Model selection. We began the model building stage by testing
pairwise correlation comparisons in our predictor variables for our nest
survival data (elevation, nest age, initiation date) and the
environmental covariates (elevation, daily average temperature, minimum
daily temperature, temperature range, daily cumulative precipitation,
and rain intensity). This comparison revealed a negative correlation
coefficient with elevation and daily temperature range (p =-0.46)
and, therefore, these variables were not included in the same model.
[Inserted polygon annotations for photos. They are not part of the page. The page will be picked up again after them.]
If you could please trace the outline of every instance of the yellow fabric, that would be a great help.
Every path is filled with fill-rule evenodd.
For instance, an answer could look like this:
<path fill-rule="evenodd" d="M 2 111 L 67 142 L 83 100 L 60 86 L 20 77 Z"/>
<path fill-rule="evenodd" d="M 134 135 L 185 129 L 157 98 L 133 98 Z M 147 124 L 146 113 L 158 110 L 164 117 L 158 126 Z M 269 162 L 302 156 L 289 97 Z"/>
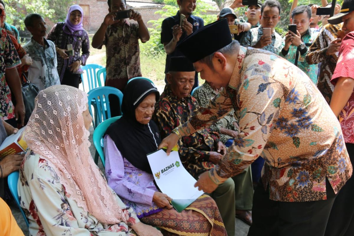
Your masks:
<path fill-rule="evenodd" d="M 13 218 L 10 208 L 0 198 L 0 235 L 2 236 L 24 236 Z"/>

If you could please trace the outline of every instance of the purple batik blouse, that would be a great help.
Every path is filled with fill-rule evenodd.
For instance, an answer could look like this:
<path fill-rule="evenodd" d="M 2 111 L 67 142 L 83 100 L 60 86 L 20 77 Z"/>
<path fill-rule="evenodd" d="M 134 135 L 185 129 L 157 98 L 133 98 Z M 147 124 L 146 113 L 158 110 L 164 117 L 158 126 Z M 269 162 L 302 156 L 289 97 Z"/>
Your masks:
<path fill-rule="evenodd" d="M 139 218 L 162 211 L 153 202 L 158 191 L 151 174 L 138 169 L 122 156 L 108 135 L 104 137 L 105 172 L 108 185 L 132 207 Z"/>

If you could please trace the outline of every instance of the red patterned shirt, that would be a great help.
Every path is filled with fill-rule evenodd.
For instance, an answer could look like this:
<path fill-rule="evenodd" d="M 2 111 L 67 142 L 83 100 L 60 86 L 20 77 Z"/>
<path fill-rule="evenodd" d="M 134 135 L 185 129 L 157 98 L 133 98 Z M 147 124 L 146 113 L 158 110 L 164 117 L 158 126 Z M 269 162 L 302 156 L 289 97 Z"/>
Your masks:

We created 14 a priori DSR univariate models that examined the
effects of temporal variables including nest age, julian date, and year,
as well as initiation date, elevation, and our weather covariates on the
daily nest survival of Swainson’s thrush (Table 1; models 2-3, 5-13). We
also included an intercept model (model 1) in which only daily survival
rate was estimated, and a quadratic time trend (model 4), which allows
for nest survival to fit a curvilinear pattern, since survival over time
is not always linear. We included several other models (Supplementary
Table 1) in the initial stages of model building to test for any
relevant additive or interaction effects, including a global model, but
because they did not perform well, they were removed from our final
analysis.
After evaluating variables a priori models above, and removing
necessary models that performed poorly, we added two additional models
with interaction effects (year and elevation) with seasonal time. This
predictor variable performed the best against DSR (Table 1; models 15
and 16). We then built four more models that included biological
interaction and additive effects we were interested in (models 17-23) to
explore all potentially important relationships between our variables
and DSR. In the final stage of model building, we used AIC (Akaike’s
Information Criterion) to find support for the most parsimonious model
that best described DSR (Anderson & Burnham, 2002) and compared models
1-5 (Table 1) between all years, and models 6, 8-13, and 19-20 for 2019
and 2021 (Table 1). We considered the best model to have a
∆AICc value of zero, variables in models that were
within 4 ∆AICc of the best model with 95% confidence
intervals not including zero to be strongly supported (Arnold, 2010),
and variables in models within 4 ∆AICc with 90% confidence intervals to
have some support (Hein et al., 2008; Long et al., 2008). Model outputs
are reported with 95% confidence intervals otherwise noted.